Apache Flume Data flow Model

Data flow in Apache Flume starts with a client. The client starts sending an event to its destination system that is received by the Apache Flume source. Flume source stores it into one or more channels. Now the events are stored in channel unless it is taken by Flume sink. The sink removes the event from the channel and puts it into a target data store like HDFS (via Flume HDFS sink).

The following diagram shows the data flow of Apache Flume.

flume data flow

Apache Flume Data Flow Types

Let us see data flow types provided by Flume.

1. Multi-hop flow

In this type of data flow, a user can build multi-hop flows where events will travel through multiple agents before reaching the final destination. In the case of a multi-hop flow, data travels from the previous-hop sink to the next source hop and stored in the next-hop channel.

multiagent data flow

2. Fan-in flow

In this type of data flow, events from multiple sources can travel to their destination using a single channel.

We can take an example of a log collection system in which logs are collected from hundreds of web servers and sent to a dozen of agents that write to the HDFS cluster.

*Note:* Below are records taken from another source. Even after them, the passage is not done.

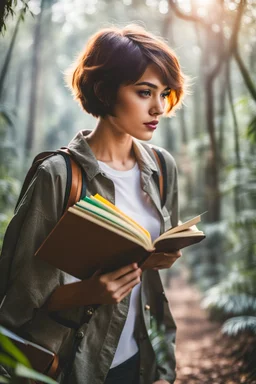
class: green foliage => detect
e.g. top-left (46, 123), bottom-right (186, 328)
top-left (0, 109), bottom-right (15, 129)
top-left (1, 1), bottom-right (31, 35)
top-left (0, 326), bottom-right (57, 384)
top-left (202, 268), bottom-right (256, 321)
top-left (0, 106), bottom-right (20, 250)
top-left (222, 316), bottom-right (256, 336)
top-left (203, 293), bottom-right (256, 320)
top-left (222, 317), bottom-right (256, 382)
top-left (148, 317), bottom-right (171, 366)
top-left (247, 116), bottom-right (256, 144)
top-left (184, 221), bottom-right (228, 290)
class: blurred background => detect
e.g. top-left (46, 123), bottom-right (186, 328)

Flume can achieve this by configuring several first-tier agents with an Avro sink, all will point to an Avro source of a single agent. Now this source on the second tire agent will consolidate events in a single channel which is used by the sink to its final store system.

fan in data flow

3. Fan-out flow

In this type of data flow, event flow from one source to multiple channels is achieved by defining a flow multiplexer that can replicate an event to one or more channels.

Fan-out flow provides two modes of data flow.

  • Replicating: In this mode, event data is replicated to all channels.
  • Multiplexing: In this mode, event data will be sent to selected channels when an event’s attribute matches a preconfigured value. The mapping can be set in the agent’s configuration file.

multiplex data flow